I have had a journal since I was 14. Growing up in a huge family meant not being allowed to express ourselves. My grandparents and mother had too much on their plates to worry about the idle thoughts of a teen. And then I was introduced to writing, not as a boring school subject, but as a means by which I could finally be heard! I remember taking creative writing under the leadership of Mrs. Henderson at Bowie Middle School. She would make us write using different colors. Every paragraph had to be in a different color. The topics ranged from silly to serious but I loved her class. I looked forward to seeing Mrs. Henderson every other day because through her class, I was able to have a voice.
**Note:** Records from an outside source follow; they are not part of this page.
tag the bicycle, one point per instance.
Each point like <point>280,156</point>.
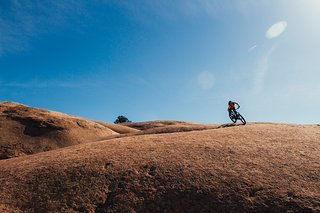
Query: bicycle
<point>235,115</point>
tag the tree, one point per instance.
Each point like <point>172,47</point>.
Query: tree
<point>121,119</point>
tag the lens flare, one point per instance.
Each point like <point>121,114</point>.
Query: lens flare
<point>276,29</point>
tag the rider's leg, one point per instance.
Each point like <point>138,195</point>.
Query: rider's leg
<point>235,111</point>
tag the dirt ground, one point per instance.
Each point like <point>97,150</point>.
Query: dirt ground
<point>181,167</point>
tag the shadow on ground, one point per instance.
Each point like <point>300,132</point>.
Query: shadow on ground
<point>229,125</point>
My 14th birthday, after my mother got tired of me using up all our notebooks for my random rants, she bought me a journal. Those journals held some of deepest teen secrets and issues. I was completely myself through my writing, no filter.
Fast forward to 2016, I still have a journal, several of them now. They are a collection of the growth of Shelia. Some I wish I didn't write but others I go back and read and can remember exactly what I was doing at that time. With the start of me blogging came the dilemma. How much of my life do I really want to open to criticism and judgment? How do I tell my stories without exploiting the people I love most? How do I discuss my marriage to inspire people without it being looked at negatively? How often do I want to include pictures of my husband and son when I've been reluctant to share that part of me since his conception? My husband has a career that is important to him and to me. How do I include him in this journey without risking everything he's worked hard for? That's what I'm thinking about tonight as I think of that mother who simply wanted to share the beauty she saw in THAT moment. Moments are meant to be shared, sometimes. But there's also something so beautiful about just having those moments between the people that were there.
I talked to my sister Chetoria about my dilemma tonight and she said "write about the things you love and move you."
The world is wide open and I'm jumping into this with my heart open. Tonight, whatever dilemma you're facing, I challenge you to just breathe and let go. There's something amazing waiting for you after the jump. I trust that now more than ever.